If I need to use jsonb_array_elements
to unnest objects in an array (because in the final WHERE
clause, the content of b.authors
is of JSONB datatype). I could then do
SELECT * FROM jsonb_array_elements('[
{"age": 90, "name": "the Arthur C. Clarke"},
{"age": 43, "name": "China Miéville"},
{"age": null, "name": "Erwin the Brandstetter"}
]'::jsonb) author
WHERE
author->>'name' LIKE '%the%';
and get the desired result,
1: {"age": 90, "name": "the Arthur C. Clarke"}
2: {"age": null, "name": "Erwin the Brandstetter"}
but whats the approach to achieve this in the final (last) WHERE
clause in my example? Pointing out the final WHERE
clause because I'd like to filter the complete set of results, and not partially filter somewhere in the middle of a sub-select. So in general I would like to filter out books in the final result set that have an author with a middle name 'C.' or a first name 'Arthur'.
Update 4
In the FROM
clause of course.
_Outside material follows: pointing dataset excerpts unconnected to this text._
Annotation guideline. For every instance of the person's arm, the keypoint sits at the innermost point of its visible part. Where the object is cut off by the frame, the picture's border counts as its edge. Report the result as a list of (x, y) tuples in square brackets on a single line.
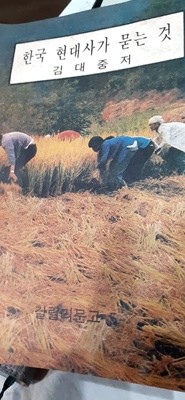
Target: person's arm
[(10, 152), (104, 153), (12, 173)]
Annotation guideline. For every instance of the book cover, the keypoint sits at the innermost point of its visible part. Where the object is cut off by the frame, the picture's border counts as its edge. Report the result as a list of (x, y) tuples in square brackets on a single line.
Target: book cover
[(92, 185)]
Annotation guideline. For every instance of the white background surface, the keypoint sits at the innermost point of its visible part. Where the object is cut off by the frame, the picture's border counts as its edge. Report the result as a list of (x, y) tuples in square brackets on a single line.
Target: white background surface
[(61, 386)]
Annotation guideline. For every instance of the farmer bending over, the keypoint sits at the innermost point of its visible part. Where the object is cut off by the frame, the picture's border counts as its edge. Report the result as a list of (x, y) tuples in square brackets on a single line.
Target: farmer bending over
[(20, 149), (171, 142), (115, 158)]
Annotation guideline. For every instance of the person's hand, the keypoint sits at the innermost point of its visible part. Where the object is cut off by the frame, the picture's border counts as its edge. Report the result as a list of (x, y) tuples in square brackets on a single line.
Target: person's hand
[(13, 177)]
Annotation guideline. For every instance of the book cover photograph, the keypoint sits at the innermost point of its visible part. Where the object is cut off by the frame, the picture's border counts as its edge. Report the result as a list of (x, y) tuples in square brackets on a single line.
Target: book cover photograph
[(92, 186)]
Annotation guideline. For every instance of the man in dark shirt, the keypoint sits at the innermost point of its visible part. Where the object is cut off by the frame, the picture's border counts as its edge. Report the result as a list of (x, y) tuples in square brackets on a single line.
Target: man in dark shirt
[(20, 149), (122, 157)]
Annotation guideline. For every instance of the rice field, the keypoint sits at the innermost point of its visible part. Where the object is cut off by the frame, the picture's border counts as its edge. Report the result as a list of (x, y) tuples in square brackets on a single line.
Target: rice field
[(94, 283)]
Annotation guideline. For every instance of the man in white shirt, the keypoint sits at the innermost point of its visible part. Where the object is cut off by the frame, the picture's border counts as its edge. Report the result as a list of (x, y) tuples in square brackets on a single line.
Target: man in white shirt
[(171, 143)]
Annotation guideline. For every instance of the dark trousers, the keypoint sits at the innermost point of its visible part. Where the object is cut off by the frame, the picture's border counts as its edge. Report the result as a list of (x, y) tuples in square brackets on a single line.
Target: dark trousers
[(25, 156), (135, 167)]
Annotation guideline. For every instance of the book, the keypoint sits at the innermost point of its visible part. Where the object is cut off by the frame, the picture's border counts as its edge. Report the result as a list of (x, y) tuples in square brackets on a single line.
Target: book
[(92, 193)]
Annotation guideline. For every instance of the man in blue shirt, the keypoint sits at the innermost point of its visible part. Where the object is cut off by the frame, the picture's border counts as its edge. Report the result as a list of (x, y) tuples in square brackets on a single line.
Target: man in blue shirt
[(121, 159)]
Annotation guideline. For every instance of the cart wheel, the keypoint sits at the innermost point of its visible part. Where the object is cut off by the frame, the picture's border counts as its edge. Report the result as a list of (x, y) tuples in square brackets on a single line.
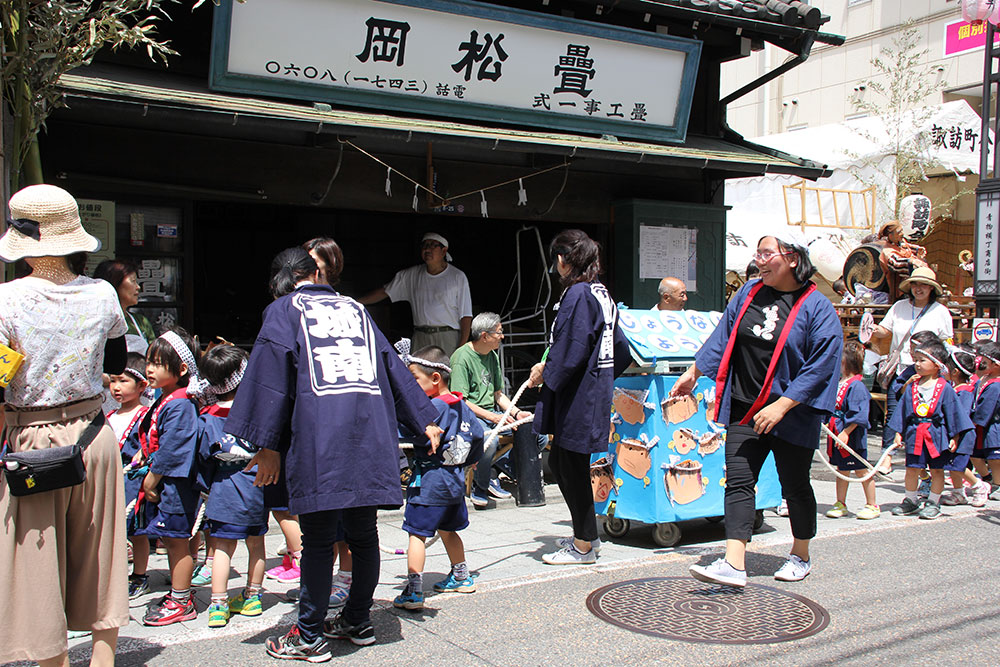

I'll have to do performance tweaking at the end when I figured out all possibilities, but this is what I came up with.
SELECT json_agg(_b) INTO result
FROM (
...
) _b,
jsonb_array_elements(_b.authors) AS arrauthors
WHERE arrauthors->>'name' LIKE 'Arthur %';
Will give all books with an author name starting with 'Arthur'. I still appreciate comments or updates to this approach.